そんなおり、テーブルに衝突して団子のように組み合っていた男たちが、少女の側面にぶつかった。少女は愛用のライフル銃を倒されて密かに青筋を立てる。
「あの……お取込み中のところすみませんが、暴れるならよそでやってください」
「おおっ、すまんなキルネ。このヒヨッコが思ったより力をつけていやがってな」
キルネ一等兵の物静かな双眸に、男二人が腕を外して乱れた衣服をなおした。
そして軍曹と二等兵が椅子にもどっていると、ふいに自動ドアがあいた。入り口に視線をやれば、見知らぬ少年が立っていた。
少年はサスペンダータイプの長ズボンとワイシャツに、蝶ネクタイをつけた金髪のショートカットだった。
彼は目で誰かを探していた。それからヴィスタノッテを探しあてた途端、トコトコやって来てはにかんだ。
「ねえ、お願いがあるんだけど」
後ろ手を組んで照れくさそうにしている少年に、ヴィスタノッテは座ったままで答える。
「なにかしら? と言うかどちらさん?」
「僕の名前はマキサルテ。調査団に父親がいてこの島に連れてきてもらったんだ」
年齢をたずねると「十三才」とのことだった。
用件については、子どもなりの興味本位で武器を見せてほしいなどと頼んでくるかと思われた。しかし彼はとんでもないことを口にした。
「あのさ、僕を前線任務に同行させてよ」
にっこりと笑う少年に、近場にいたそれぞれが目を丸くした。しかしキルネだけは素知らぬ顔で銃の手入れに執心中だった。
ヴィスタノッテは落ち着き払った口調で問いかける。
「私たちと一緒に行きたいの? どうして?」
「僕をメンバーに加えたらかならず役に立つよ。さっき会議を盗聴したけれど、もしもの時の保険のために僕がいたほうがいいと思うんだ」
椅子にすとんと腰かけて足をぶらぶらさせた。オイセコーノ軍曹がこづいてやるかというふうに腰に手をあてる。

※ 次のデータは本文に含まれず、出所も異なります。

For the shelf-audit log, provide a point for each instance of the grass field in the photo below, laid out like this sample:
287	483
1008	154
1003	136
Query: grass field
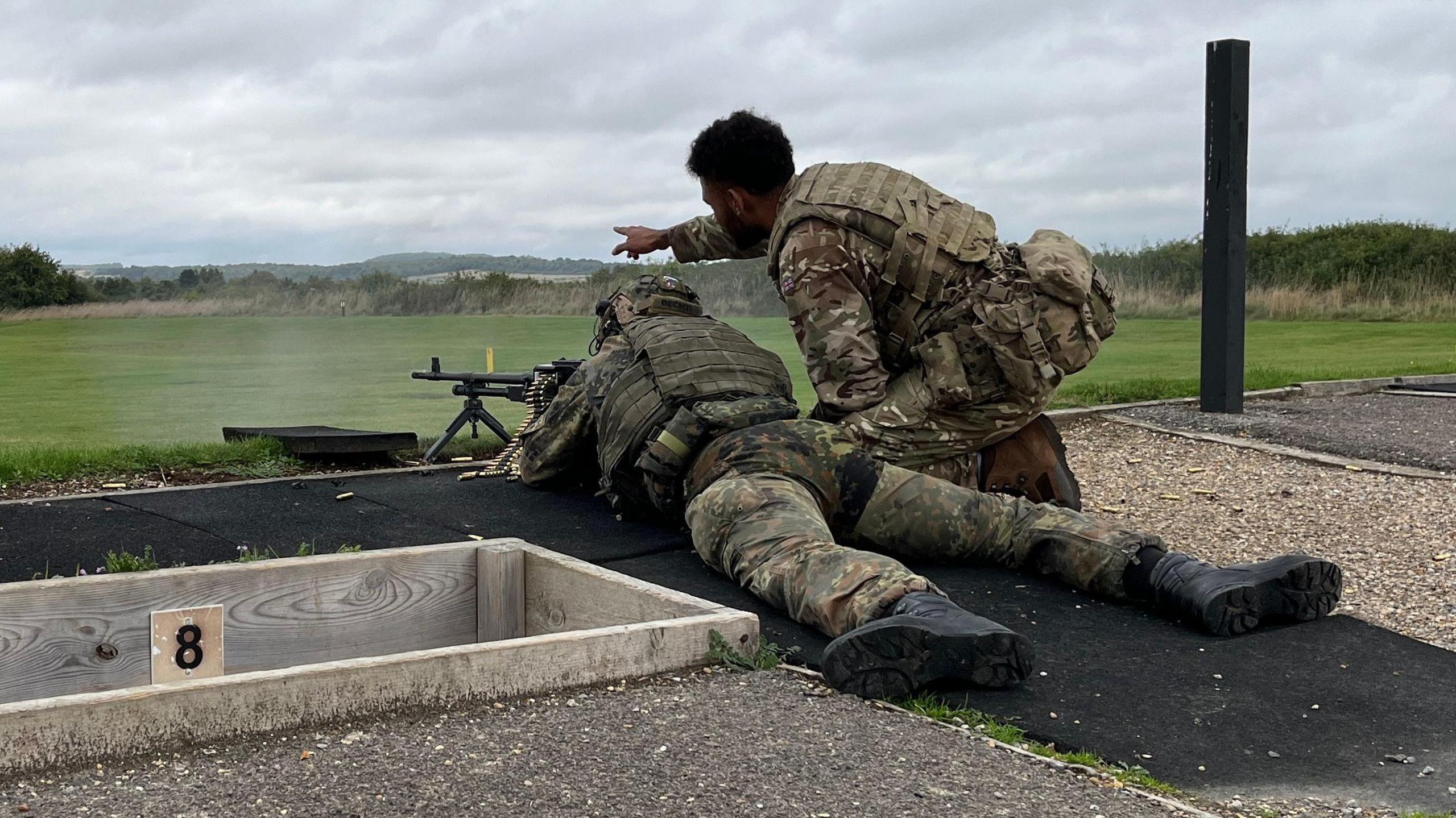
183	379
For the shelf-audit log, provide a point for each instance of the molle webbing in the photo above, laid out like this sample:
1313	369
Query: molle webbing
677	362
929	238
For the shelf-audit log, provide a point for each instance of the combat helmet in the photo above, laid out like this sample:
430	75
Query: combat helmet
651	294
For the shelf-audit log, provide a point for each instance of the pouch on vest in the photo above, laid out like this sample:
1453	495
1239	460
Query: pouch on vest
951	379
1074	302
669	455
1010	331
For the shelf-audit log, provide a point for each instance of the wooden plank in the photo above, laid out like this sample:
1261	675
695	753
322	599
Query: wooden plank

「おいこらガキんちょ。ここは子どもが遊びに来る場所じゃないぞ。銃火器がたくさんあって危険だからすぐに出ていけ」
「僕をサポート係として任務に参加させてくれたらココから出ていくよ」
「ふざけたことを言うな。武装した俺らが前線で何をやるのかわかっているのか?」
「もちろんさ。α11-6から放出されているエネルギー体『リジューバ』と戦うんだろう?」
知らない単語を耳にして隊員たちが顔を見合わせた。マキサルテは当たり前のような調子でつづける。

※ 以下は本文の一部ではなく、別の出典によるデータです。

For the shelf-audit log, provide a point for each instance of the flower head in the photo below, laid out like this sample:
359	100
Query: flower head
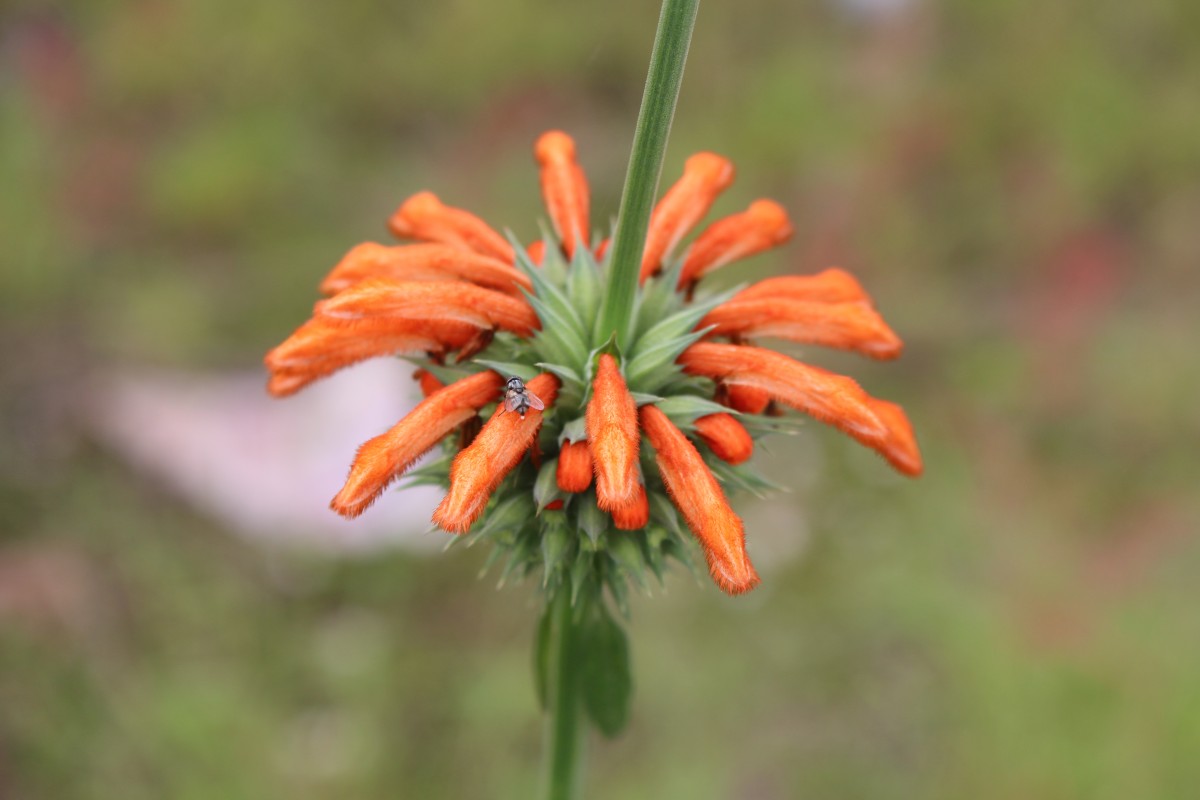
629	445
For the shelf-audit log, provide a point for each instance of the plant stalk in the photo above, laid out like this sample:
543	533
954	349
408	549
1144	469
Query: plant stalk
670	54
564	722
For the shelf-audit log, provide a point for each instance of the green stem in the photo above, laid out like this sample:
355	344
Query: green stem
564	723
667	60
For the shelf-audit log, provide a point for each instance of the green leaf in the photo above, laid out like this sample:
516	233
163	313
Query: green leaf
562	371
591	518
556	543
605	677
575	431
545	488
685	409
541	656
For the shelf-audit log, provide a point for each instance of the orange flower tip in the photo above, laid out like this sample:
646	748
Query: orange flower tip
555	148
715	170
612	435
575	468
899	447
733	581
772	218
725	437
635	513
402	221
748	400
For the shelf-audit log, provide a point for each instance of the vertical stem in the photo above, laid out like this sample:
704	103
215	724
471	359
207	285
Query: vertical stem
663	83
564	723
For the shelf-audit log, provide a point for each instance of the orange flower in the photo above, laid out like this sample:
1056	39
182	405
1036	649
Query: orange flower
843	325
700	499
831	286
831	398
705	176
574	467
747	400
385	457
430	304
612	435
461	290
424	216
319	347
635	513
564	188
725	437
763	226
484	463
423	263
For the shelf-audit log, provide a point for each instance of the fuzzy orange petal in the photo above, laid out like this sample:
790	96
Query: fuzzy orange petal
431	301
705	176
385	457
831	398
763	226
481	465
725	437
319	348
423	263
537	252
900	447
574	471
700	499
425	217
747	400
564	188
635	513
612	435
828	286
843	325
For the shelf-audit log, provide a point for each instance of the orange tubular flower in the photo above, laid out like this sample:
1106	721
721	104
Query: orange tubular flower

「それで現場の各分隊はどんどん損耗していって、最終的には誰もが混乱して退却状態となるんだ。で、ここからが最も重要なんだよ」
「おい。このガキは何を言ってるんだ?」
軍曹が怪訝な顔で仲間を見た。ヴィスタノッテはそんな彼に手を向けて制止する。
「まあとりあえず話を聞きましょう。……それで、前線チームはどうなるの?」
制止された軍曹は荒っぽく座ってテーブルに肘をのせた。リニカとユズヒトは黙って少年を見ている。少し離れた位置のキルネは背を向けたまま銃の相手をしつつ聞き耳をたてていた。

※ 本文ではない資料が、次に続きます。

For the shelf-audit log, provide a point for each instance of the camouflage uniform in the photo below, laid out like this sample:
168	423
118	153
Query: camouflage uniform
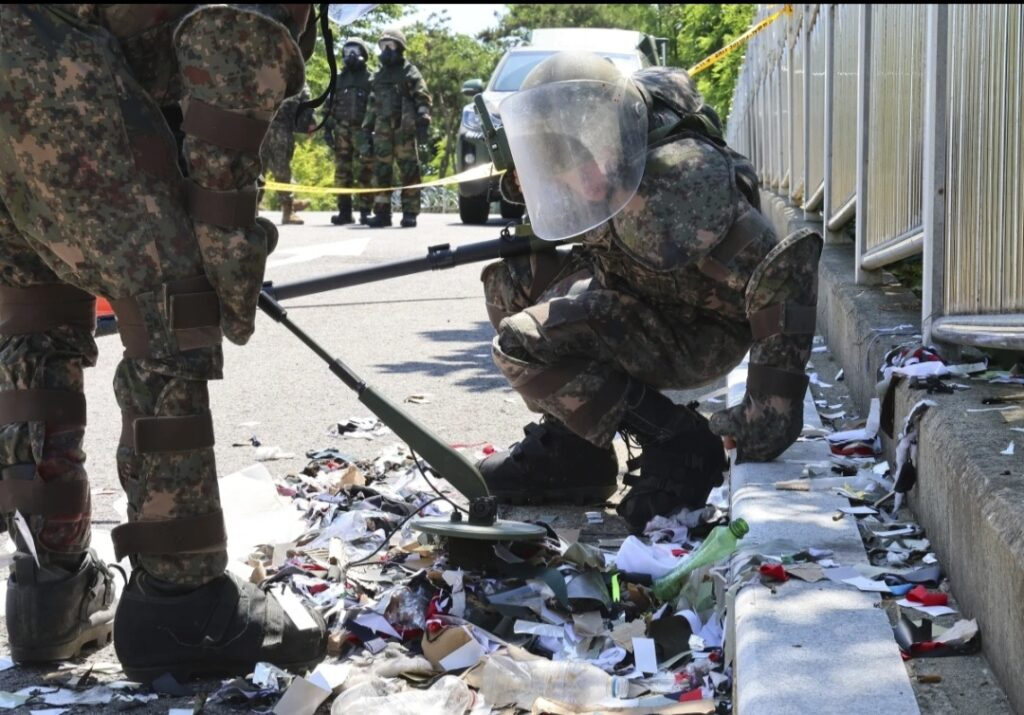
91	205
672	292
347	138
397	96
279	145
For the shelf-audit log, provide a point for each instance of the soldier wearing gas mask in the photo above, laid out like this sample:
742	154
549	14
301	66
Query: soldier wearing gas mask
343	131
397	118
677	277
94	202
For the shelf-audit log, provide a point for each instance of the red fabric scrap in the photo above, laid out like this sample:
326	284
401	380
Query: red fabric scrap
922	595
775	572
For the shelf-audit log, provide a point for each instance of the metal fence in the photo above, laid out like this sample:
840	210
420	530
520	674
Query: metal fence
906	119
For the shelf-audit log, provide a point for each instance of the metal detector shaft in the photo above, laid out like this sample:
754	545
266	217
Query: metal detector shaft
445	461
441	256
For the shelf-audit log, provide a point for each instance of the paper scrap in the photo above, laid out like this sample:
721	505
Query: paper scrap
644	656
933	611
301	698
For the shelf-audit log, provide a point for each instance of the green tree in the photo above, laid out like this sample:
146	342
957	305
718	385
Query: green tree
693	31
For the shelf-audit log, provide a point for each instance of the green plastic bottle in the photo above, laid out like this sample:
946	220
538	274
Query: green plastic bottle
720	543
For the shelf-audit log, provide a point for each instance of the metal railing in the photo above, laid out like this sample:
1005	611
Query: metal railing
908	119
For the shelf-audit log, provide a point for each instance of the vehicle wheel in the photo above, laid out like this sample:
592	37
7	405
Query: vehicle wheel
474	209
512	211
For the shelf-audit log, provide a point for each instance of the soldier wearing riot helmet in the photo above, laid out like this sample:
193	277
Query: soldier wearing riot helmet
677	277
343	132
397	118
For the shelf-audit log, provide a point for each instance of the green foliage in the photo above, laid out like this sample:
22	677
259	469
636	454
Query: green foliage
693	31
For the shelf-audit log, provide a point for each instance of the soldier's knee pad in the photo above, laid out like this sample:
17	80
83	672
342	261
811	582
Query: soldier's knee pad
41	309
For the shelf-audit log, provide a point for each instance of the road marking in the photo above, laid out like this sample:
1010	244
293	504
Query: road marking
303	254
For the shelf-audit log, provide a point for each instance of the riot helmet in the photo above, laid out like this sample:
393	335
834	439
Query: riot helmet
578	133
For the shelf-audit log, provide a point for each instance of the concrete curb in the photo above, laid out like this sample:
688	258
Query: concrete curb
810	647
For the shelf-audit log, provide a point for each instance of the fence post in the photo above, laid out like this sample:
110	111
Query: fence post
863	117
829	30
805	141
934	169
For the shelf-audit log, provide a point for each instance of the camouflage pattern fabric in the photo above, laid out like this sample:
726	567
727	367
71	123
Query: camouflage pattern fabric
397	95
637	299
90	196
279	144
353	167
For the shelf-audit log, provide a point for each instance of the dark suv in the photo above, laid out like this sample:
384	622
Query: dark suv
629	50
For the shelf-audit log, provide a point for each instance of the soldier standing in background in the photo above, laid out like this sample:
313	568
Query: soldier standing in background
279	148
343	131
93	203
398	116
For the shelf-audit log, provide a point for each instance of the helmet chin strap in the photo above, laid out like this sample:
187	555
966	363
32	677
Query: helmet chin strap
328	95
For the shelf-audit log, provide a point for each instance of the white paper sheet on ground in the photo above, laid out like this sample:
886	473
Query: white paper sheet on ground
644	656
255	513
868	431
377	623
637	557
301	698
858	510
454	579
466	656
865	584
933	611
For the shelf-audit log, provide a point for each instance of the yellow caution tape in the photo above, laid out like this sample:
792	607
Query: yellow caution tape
478	172
714	57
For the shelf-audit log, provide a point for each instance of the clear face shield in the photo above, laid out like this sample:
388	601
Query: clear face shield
580	149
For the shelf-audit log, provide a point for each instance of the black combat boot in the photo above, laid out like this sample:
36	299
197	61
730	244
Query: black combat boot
681	459
552	464
52	614
344	214
223	628
383	218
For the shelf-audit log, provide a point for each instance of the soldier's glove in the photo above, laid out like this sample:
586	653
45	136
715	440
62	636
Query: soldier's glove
765	423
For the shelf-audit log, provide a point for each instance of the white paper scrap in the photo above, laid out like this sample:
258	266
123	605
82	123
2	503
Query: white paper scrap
643	654
867	584
301	698
933	611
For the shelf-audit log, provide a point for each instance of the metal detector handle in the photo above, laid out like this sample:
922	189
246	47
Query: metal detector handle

その時だった。自動ドアがひらき、サングラスに黒いスーツ姿のSPが二名やってきた。SPは少年を見つけるなりそばに立ち、厳めしい語調でこう言った。
「こんな所にいたのですか。さあ、早く戻りましょう」
「ちぇ。IDカードに仕込まれていた発信器は解除しておいたのに、あっさりと見つかっちゃった」
少年はネックストラップのIDカードホルダーにデコピンを入れてため息をつく。そしてSPにうながされて退室した。
三人を見送ってから、軍曹が眉をひそめた。
「なんだありゃあ、不吉なことを言いやがって。どこのお偉いさんのガキだか知らねえが、今度見かけたら小脇に抱えて尻肉ペンペンしてやらあ」
「ねえ軍曹。そうやってすぐ暴力に訴える癖はやめたほうがいいですよ。もしかして野蛮なところは嫁さん由来ッスか」
「ははん、おまえはまだ俺に喧嘩を売っているようだな。作戦開始まで時間はあるし、一度外に出て決着をつけるか?」
「いえ、おれは野蛮なことは苦手なのでもうお断りします。軍曹の影響を受けて性格とか似てきたら困りますからね」
ユズヒトは両手をひらひらさせて降参の意を示した。彼の近くに座っていたリニカがラップトップの操作をやめて仲間を見る。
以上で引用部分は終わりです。